つり革につかまると、目の前にいた女性の肘にかけた折りたたみ傘から、雫がぽたぽたと落ちているのが見えました。雨で濡れた車内は、傘を持つ人で身動きが取れないほどの混みようです。誰か濡れてしまうのでは、と気になりながらも、私は声をかけそびれていたのです。

落ちる雫と、こちらを向いた視線

その女性は、たたまずに濡れたままの折りたたみ傘を肘にかけ、つり革をつかんでいました。イヤホンをつけて、うつむいたまま、周りのことはまるで気にしていない様子です。

傘の先からは、一定の間隔で雫が落ち続けています。私はどうにか伝えられないかと、傘のほうへ何度も視線を向けてみました。

けれど女性は、こちらをちらりと見ると、「なんですか」と言って再びうつむいてしまいました。私は睨まれたように感じて、そのまま口をつぐんでしまいました。

前の席で上がった泣き声

雫が落ちていた先には、座席に座る小さな男の子がいました。お母さんに寄り添って座っていた男の子の頭に、傘からの雫がぽつりと落ちます。

「つめたい」

その声と同時に、ぐずるような泣き声が車内に広がりました。お母さんはあわてた様子で、ハンカチを取り出して男の子の髪をそっと拭いています。その光景に気づいた周りの大人たちの視線が、傘を持つ女性へと集まっていきました。

次の駅で降りていった背中

ようやく顔を上げた女性は、足元で泣いている男の子と、自分に向けられた視線に、気づいたようでした。肘にかけたままの傘に、ばつが悪そうに目を落とします。

次の駅に着くと、彼女はうつむいたまま、人をかき分けてホームへ降りていきました。その背中を、私はただ見送りました。注意できなかった私の代わりに、まわりの状況のほうが彼女に伝えてしまったのだと思いました。

そして...

彼女が降りていったあと、車内には少し落ち着いた空気が戻りました。

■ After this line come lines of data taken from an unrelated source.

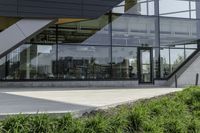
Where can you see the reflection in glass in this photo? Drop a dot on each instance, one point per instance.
(124, 63)
(84, 62)
(165, 62)
(133, 31)
(31, 62)
(145, 66)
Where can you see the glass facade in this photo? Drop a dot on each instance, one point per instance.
(138, 40)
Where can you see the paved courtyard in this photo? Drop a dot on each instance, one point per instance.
(62, 100)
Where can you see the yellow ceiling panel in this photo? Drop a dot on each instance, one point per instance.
(68, 20)
(5, 22)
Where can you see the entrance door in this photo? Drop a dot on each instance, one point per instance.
(145, 65)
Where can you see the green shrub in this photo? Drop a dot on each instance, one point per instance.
(174, 113)
(68, 124)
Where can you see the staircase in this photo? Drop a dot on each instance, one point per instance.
(186, 73)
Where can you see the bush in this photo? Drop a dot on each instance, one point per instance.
(174, 113)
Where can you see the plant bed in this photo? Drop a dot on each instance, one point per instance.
(177, 112)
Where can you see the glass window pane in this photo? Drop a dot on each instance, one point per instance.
(124, 63)
(140, 7)
(84, 62)
(131, 30)
(176, 58)
(31, 62)
(172, 7)
(165, 62)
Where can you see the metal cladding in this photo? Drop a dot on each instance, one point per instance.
(56, 8)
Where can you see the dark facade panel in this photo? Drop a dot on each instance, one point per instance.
(8, 7)
(56, 8)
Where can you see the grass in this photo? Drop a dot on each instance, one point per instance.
(174, 113)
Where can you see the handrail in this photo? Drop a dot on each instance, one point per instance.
(182, 64)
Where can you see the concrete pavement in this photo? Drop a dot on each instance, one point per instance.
(62, 100)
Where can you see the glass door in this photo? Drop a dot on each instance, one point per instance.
(145, 62)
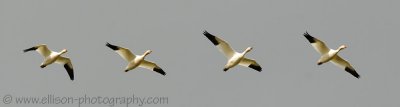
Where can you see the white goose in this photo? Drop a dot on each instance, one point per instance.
(234, 58)
(135, 60)
(51, 57)
(330, 55)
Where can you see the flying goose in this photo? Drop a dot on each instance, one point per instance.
(234, 58)
(135, 60)
(51, 57)
(330, 55)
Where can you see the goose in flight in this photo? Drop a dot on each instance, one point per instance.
(234, 58)
(135, 60)
(330, 55)
(51, 57)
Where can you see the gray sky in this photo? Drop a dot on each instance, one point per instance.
(173, 30)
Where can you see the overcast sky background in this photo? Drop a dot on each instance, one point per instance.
(173, 30)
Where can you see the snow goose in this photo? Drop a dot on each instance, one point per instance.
(330, 55)
(234, 58)
(51, 57)
(135, 60)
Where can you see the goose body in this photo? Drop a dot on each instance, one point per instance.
(50, 57)
(234, 58)
(330, 55)
(135, 61)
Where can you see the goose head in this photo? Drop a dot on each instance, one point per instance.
(248, 50)
(63, 51)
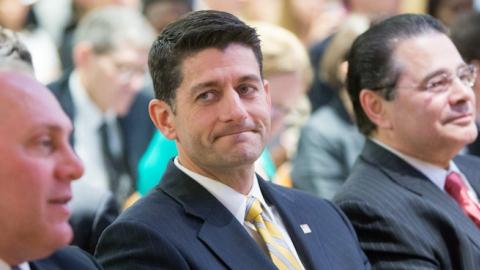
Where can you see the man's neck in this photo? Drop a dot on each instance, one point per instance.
(239, 178)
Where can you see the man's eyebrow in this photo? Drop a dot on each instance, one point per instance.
(213, 83)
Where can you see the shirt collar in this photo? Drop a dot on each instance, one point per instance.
(5, 266)
(233, 200)
(436, 174)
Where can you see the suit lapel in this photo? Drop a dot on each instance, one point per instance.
(220, 231)
(306, 244)
(411, 179)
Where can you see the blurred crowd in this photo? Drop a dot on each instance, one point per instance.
(93, 54)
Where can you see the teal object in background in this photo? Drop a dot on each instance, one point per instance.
(154, 162)
(161, 150)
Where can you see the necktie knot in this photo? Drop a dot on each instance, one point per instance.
(253, 210)
(455, 186)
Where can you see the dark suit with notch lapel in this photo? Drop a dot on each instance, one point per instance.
(68, 258)
(403, 220)
(180, 225)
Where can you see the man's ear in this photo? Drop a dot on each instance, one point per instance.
(376, 108)
(163, 118)
(266, 87)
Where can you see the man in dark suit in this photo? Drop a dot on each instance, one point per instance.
(211, 211)
(103, 97)
(412, 200)
(37, 168)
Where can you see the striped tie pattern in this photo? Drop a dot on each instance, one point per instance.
(455, 186)
(280, 254)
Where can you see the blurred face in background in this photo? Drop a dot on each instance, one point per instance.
(13, 14)
(113, 79)
(448, 10)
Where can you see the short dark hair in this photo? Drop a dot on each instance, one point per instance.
(190, 34)
(465, 34)
(370, 62)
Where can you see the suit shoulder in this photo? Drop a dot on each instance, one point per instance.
(70, 258)
(468, 160)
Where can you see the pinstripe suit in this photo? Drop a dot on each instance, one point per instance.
(403, 220)
(180, 225)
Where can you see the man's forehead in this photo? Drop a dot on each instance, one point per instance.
(426, 52)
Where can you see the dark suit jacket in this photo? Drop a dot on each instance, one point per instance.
(92, 212)
(136, 127)
(180, 225)
(403, 220)
(68, 258)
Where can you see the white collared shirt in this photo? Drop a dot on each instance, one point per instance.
(87, 143)
(434, 173)
(5, 266)
(236, 203)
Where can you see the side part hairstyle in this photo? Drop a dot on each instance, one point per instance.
(190, 34)
(371, 64)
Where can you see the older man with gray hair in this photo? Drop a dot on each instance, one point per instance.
(103, 97)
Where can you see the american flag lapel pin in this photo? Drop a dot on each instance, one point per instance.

前の席の男の子も、お母さんに頭を拭いてもらい、泣きやんでいます。

私が無理に注意して角を立てなくても、まわりの視線がきちんと伝えてくれた。そう思うと、気持ちがすっと軽くなりました。やっぱり、自分の持ち物くらいは自分で気を配りたいものです。

降りる駅に着くまでの間、私は少しだけ晴れやかな気分で、窓の外の雨をながめていました。

(30代女性・会社員)

本記事は、ハウコレ読者への独自アンケートに寄せられた実体験をもとに制作していますが、個人が特定されないよう、一部設定を変更しています。